I'm running 7.4 on RHAS 4, and I think I've had a transaction id
wraparound issue in a stats database we have. Running the command below gives the suitably
worrying negative number:
[dbname]=# SELECT datname, age(datfrozenxid) FROM pg_database;
datname | age
------------------+-----------
[maindbname] | -2081610471
[otherdbname] | 1075601025
[otherdbname] | 1257289757
[otherdbname] | 1074582099
[otherdbname] | 1257289757
Which is weird - because I have vacuumed the database quite a lot -
both individual tables and I thought a vacuum of the whole database a
month or so ago.
Anyway - not noticed any data loss yet and was hoping it would be such
that if all tables had been vacuumed recently (including system catalog
tables), that there would be no remaining rows that would appear to
have a future xid and so the database should be ok?

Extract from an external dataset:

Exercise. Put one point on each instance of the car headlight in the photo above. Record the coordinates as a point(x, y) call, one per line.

Obviously I'm now doing the write thing with a vacuumdb -a - however
this has been running 9 hours now and looks like at least 7 hours to
go just on this one monstrous table
in the interests of risk reduction I've just knocked up a script to run
ahead and quickly vacuum all the other tables.
But my questions are thus...
a) is my assumption about the database being ok correct - assuming all
tables have been vacuumed recently, including catalog tables?
b) is it possible to safely abort my whole table vacuum now so I can
run it at the weekend when there's less traffic?
c) if I have experienced data loss, on the assumption all the table
structure remains (looks like it does), and I have a working backup
from before the xid wraparound (I do), can I just reinsert any
detected-missing data at the application level without needing a
dump/reload?
Any help appreciated in this really not-fun time,
thanks
S